When his term in prison, merely for his opinions, turned 1,000 days, the Committee to Protect Journalists, and 10 press freedom and human rights groups, wrote to British Prime Minister Rishi Sunak asking for immediate and decisive action on his behalf. The Committee for Freedom in Hong Kong Foundation, a coalition of 67 organizations, did the same by writing to US president Joe Biden. But a man in Australia is carrying on an original and tireless campaign of solidarity in a world that, apart from a few dedicated and hardcore defenders of justice, seems not to care about Lai, cynically considering Hong Kong another dead issue not to bother about anymore.


Mark A. Tarrant, a lawyer in Sydney who grew up in Hong Kong, thinks that abandoning Lai means surrendering to evil, and says it in so many words in the streets. He designed and commissioned a life-size neon sign “Jimmy Lai in Chains” that Melbourne neon artist Steven Cole produced in his workshop.

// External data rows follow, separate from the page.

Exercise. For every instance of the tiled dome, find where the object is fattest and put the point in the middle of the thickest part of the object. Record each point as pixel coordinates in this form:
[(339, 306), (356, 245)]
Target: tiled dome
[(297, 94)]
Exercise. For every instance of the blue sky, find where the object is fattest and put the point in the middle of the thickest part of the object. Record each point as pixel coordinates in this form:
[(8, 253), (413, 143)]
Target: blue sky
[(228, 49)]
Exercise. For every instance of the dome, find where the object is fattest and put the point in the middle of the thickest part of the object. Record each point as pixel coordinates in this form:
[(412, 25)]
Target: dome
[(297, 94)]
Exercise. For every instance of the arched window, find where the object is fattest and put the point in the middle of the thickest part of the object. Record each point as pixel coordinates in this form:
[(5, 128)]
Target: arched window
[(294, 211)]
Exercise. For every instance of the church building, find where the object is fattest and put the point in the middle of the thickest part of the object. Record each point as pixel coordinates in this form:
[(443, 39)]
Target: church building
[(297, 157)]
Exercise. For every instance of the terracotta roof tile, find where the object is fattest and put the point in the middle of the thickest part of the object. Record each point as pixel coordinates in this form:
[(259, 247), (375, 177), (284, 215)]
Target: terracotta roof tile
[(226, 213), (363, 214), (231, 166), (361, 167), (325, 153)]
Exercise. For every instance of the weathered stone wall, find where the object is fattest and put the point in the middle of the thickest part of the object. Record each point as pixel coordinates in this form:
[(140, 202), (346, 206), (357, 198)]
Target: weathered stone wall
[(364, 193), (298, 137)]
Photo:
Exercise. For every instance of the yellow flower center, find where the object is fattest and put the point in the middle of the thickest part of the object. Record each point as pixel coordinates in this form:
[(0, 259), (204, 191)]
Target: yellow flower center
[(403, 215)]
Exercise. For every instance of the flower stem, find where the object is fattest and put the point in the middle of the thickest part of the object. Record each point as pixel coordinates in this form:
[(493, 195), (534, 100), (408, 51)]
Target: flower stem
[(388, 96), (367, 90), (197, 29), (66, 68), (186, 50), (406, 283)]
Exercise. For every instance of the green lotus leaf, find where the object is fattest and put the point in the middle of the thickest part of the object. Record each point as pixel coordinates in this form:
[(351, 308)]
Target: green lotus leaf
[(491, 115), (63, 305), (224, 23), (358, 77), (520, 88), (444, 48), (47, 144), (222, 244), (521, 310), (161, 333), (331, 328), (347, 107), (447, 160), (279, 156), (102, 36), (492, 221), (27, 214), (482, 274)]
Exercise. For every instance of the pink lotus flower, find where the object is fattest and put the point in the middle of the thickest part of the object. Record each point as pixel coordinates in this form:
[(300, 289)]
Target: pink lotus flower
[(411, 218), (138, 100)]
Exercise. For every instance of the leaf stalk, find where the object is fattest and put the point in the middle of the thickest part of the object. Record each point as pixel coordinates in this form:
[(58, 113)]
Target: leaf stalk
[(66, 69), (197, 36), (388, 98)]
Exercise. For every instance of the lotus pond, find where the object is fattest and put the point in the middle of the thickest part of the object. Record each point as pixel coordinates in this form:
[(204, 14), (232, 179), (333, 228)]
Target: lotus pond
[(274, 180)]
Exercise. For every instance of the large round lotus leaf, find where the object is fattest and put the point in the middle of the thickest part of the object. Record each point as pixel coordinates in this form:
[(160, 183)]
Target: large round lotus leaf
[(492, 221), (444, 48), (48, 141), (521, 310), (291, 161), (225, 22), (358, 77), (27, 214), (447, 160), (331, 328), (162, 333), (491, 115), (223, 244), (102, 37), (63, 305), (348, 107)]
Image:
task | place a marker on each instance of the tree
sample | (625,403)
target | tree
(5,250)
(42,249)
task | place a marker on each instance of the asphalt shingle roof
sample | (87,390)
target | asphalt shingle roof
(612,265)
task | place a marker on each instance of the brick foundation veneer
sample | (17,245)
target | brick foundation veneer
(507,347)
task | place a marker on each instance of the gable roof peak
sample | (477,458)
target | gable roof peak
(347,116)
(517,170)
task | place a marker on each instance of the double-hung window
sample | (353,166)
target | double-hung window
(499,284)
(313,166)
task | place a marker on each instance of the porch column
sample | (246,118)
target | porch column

He also co-designed with Sydney graphic designer Michael Davies a silk screen print of a poster of “Jimmy Lai Behind Bars.” Tarrant posted it along Melbourne and Sydney Commercial Business District (CBD) streets in late September to mark Lai’s 1,000 days of incarceration in Hong Kong. Starting on the evening of the 14th, local time, the neon sign was displayed at the Sydney Town Hall public space in what became an event. “We handed out apples in a nod to the ‘Apple Daily,’” Tarrant told “Bitter Winter.” “We had a violinist play ‘Glory to Hong Kong’ and the main theme from ‘In the Mood for Love.’” This is a 2000 romantic drama film written, produced, and directed in Hong Kong and France by director Wong Kar-Wai, who was born in Shanghai, but emigrated to at-that-time British Hong Kong at a very early age.


The event at the Sydney Town Hall was all filmed and, Tarrant explains, will become “a short film (around 15-20 mins). We will submit it to film festivals and hopefully have it catalogued by the US Library of Congress.” Until October 14, the sign was on display at a Sydney City Council-owned shop in Pitt Street, Sydney CBD, which Tarrant said, “the Lord Mayor of Sydney, Clover Moore, generously allowed us to use.”


After the public display ends, the sign will be stored at Tarrant’s office, who welcomes people to visit and see it. “In 2025 the neon sign will be exhibited at the Lane Cove Gallery + Creative Studio, a not-for-profit art center located in the heart of Lane Cove, a suburb on the Lower North Shore of Sydney,” he added. “This will help generate additional public awareness of Jimmy Lai, Hong Kong’s prisoner of conscience.” All the pictures in this article were taken by Tarrant, who provided them to “Bitter Winter” to use. A 5-minutes film on the neon sign, that he produced and directed, was released on “The Points” website, an overseas media company that publishes in Chinese, on October 2.


Yes, we all know that curiosity killed the cat, but indifference kills people, both physically and metaphorically, every single day, when it surrenders to despots, aggressors, and villains. This is why the world needs 10, 100, 1000 Tarrants: to avoid that 10, 100, 1000 Lais might be swallowed into a complicit oblivion.